Includes can chain; `from:` is not transitive. Cycles are detected and reported. Model `source:` references and relationships are validated against the **merged** config, so a model in one file may reference a source declared in another. `pawrly config show --tree` prints the assembled tree, and `pawrly source list` annotates each source with the file it came from. A runnable layout lives under `examples/multi-file/`.

## Observability

`observability:` is optional. Absent, Pawrly logs to stderr as before and exports nothing. The block has three parts; CLI flags (`--log-level`, `--log-format`, `--otel-endpoint`, `--otel-protocol`, `--prometheus-listen`) override the matching settings.

```yaml
observability:
  tracing:
    level: info            # EnvFilter directive; RUST_LOG still wins
    format: text           # text | json
  otel:
    enabled: false         # master switch for OTLP export
    endpoint: http://localhost:4317
    protocol: grpc         # grpc | http
    service_name: pawrly
    traces: true
    metrics: true
    logs: true             # bridge tracing events to OTel logs
    sample_ratio: 1.0      # parent-based ratio sampler
    prometheus:
      enabled: false       # serve a /metrics pull endpoint (independent of OTLP push)
      listen: 127.0.0.1:9090
  activity:
    enabled: false         # master switch for the activity log
    sinks: [tracing]       # any of: tracing, table
    redact_sql: false      # false | literals | true
    ring_capacity: 10000   # in-memory rows kept for the `table` sink
    store: ~/.pawrly/activity  # persist to Parquet; omit for in-memory only
    partition_hours: 4         # hr= partition width
    flush_threshold: 1000      # records buffered before a file is written
    flush_interval: 60s        # or this, whichever first
    retention: 30d             # prune files older than this; omit to keep all
```

- **Traces & logs** are emitted as `tracing` spans/events and, when `otel.enabled`, exported over OTLP. W3C `traceparent` is propagated across the gRPC and MCP boundaries, so a CLI→daemon request is a single trace.
- **Metrics** (query/cache/source counters and histograms) export over OTLP push when `otel.metrics` is on, and/or a Prometheus pull endpoint when `otel.prometheus.enabled` is on.
- **Activity log** records one row per operation. The `tracing` sink emits a structured event; the `table` sink exposes the recent rows as the `system.activity` SQL table:

  ```sql
  SELECT interface, status, count(*), avg(duration_ms)
  FROM system.activity
  WHERE at > now() - INTERVAL '1 hour'
  GROUP BY 1, 2;
  ```

  `redact_sql` controls SQL capture: `false` stores it verbatim, `literals` replaces literal values with `$REDACTED` (keeping shape), and `true` stores only the statement kind and tables. Parameter values are never stored.

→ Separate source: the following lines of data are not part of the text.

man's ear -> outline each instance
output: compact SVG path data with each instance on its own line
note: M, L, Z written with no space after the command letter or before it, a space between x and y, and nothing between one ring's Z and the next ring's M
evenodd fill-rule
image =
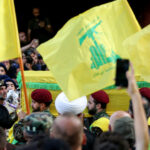
M45 104L44 103L40 103L40 110L44 110L45 109Z
M96 104L96 109L97 110L101 109L101 104L100 103Z

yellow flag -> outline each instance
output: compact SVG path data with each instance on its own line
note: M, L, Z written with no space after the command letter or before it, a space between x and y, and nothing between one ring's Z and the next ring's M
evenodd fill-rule
M126 0L103 4L72 18L39 52L70 100L114 84L122 42L141 28Z
M13 0L0 0L0 61L21 57Z
M150 82L150 25L127 38L123 46L130 54L137 80ZM144 84L149 87L148 83Z

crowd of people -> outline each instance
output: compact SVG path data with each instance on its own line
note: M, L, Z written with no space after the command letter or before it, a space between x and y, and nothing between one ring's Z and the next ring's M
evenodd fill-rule
M32 113L16 111L16 99L7 99L7 91L16 90L11 79L0 85L0 150L147 150L150 89L138 89L133 67L127 72L129 111L106 113L109 96L103 90L69 101L64 92L55 99L58 116L50 113L53 97L46 89L31 93ZM5 87L5 88L4 88ZM15 97L15 96L14 96ZM12 104L12 105L9 105ZM11 109L10 109L11 108ZM91 118L84 117L88 109ZM13 144L7 140L13 128Z
M28 24L27 33L19 32L24 70L48 70L36 48L51 38L52 26L39 8L33 9ZM35 89L32 113L26 114L20 106L19 71L18 59L0 63L0 150L148 150L150 88L138 89L132 64L127 72L129 110L111 116L104 90L91 93L89 99L85 95L70 101L64 92L53 99L50 91ZM50 112L53 100L58 116ZM86 108L91 117L84 117Z

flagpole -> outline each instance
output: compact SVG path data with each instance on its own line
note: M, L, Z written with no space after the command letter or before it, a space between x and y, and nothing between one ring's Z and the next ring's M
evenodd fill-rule
M29 100L28 100L28 96L27 96L27 88L26 88L25 77L24 77L23 62L22 62L22 58L18 58L18 59L19 59L21 77L22 77L22 87L23 87L24 96L25 96L26 110L27 110L27 114L30 114Z
M18 48L17 52L18 52L18 56L19 56L18 59L19 59L19 65L20 65L20 70L21 70L22 85L23 85L22 87L23 87L24 96L25 96L27 114L29 114L30 113L30 108L29 108L29 101L28 101L27 89L26 89L26 84L25 84L24 67L23 67L23 62L22 62L22 54L21 54L21 48L20 48L20 42L19 42L19 34L18 34L18 27L17 27L14 1L9 0L7 5L8 5L8 8L9 8L9 14L10 14L10 16L12 15L11 16L12 18L10 19L10 23L13 23L13 30L15 32L14 38L16 38L16 45L17 45L17 48Z

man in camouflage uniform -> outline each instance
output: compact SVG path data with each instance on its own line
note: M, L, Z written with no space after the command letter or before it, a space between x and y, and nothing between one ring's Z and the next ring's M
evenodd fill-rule
M52 103L52 95L48 90L36 89L31 93L31 98L32 98L31 106L33 112L50 113L49 107L50 104ZM21 111L20 113L18 113L18 116L19 119L23 119L26 116L26 114Z
M89 114L93 115L90 131L96 135L109 129L109 116L106 113L107 103L109 103L109 97L103 90L90 95L87 105Z
M23 136L29 143L34 136L45 134L49 136L49 130L53 124L53 117L47 112L35 112L23 119Z
M36 89L31 93L31 98L32 98L31 106L33 112L45 112L48 113L52 118L54 118L54 116L49 111L49 107L52 102L52 95L48 90ZM17 124L15 124L13 129L13 135L15 137L15 140L13 140L12 143L15 144L21 144L24 143L25 141L22 130L23 130L23 120L26 117L26 113L21 111L18 113L18 116L20 121Z

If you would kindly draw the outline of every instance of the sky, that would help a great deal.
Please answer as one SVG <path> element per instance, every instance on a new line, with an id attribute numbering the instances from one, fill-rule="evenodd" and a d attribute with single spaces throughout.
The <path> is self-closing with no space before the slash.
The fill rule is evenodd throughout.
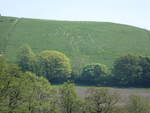
<path id="1" fill-rule="evenodd" d="M 150 30 L 150 0 L 0 0 L 3 16 L 99 21 Z"/>

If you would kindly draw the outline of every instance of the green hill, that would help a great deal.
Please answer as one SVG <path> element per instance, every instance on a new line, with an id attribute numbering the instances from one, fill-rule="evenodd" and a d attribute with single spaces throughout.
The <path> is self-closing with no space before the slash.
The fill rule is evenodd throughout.
<path id="1" fill-rule="evenodd" d="M 95 62 L 111 67 L 116 57 L 127 53 L 150 55 L 150 31 L 107 22 L 0 17 L 0 50 L 15 61 L 23 44 L 34 52 L 63 52 L 75 69 Z"/>
<path id="2" fill-rule="evenodd" d="M 16 23 L 16 18 L 0 16 L 0 52 L 6 50 L 9 34 Z"/>

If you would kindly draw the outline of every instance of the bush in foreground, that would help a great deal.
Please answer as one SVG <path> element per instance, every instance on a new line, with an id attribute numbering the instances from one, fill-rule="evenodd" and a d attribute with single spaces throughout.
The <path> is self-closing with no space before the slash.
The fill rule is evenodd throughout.
<path id="1" fill-rule="evenodd" d="M 138 95 L 131 95 L 127 109 L 129 113 L 150 113 L 150 103 Z"/>
<path id="2" fill-rule="evenodd" d="M 116 113 L 119 96 L 104 88 L 90 88 L 85 99 L 86 113 Z"/>
<path id="3" fill-rule="evenodd" d="M 51 113 L 55 90 L 48 80 L 30 72 L 21 72 L 18 66 L 0 57 L 0 112 Z M 54 112 L 55 113 L 55 112 Z"/>
<path id="4" fill-rule="evenodd" d="M 59 105 L 62 113 L 79 113 L 81 111 L 81 100 L 77 96 L 73 83 L 64 83 L 59 88 L 59 96 Z"/>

  Without `store`, `system.activity` is an in-memory ring of the most recent `ring_capacity` rows, lost on restart. Set `store` to persist records as date/hour-partitioned Parquet (`dt=YYYY-MM-DD/hr=HH/…`); the table then unions the on-disk history with the not-yet-flushed buffer, so it survives restarts. `retention` prunes old files. A runnable config lives at `examples/observability.yaml`.

## Defaults

`defaults:` sets workspace-wide values inherited by sources that don't override them — for example HTTP client settings and baseline safety caps. See the worked configurations in `examples/pawrly.yaml` for the full set of options in context.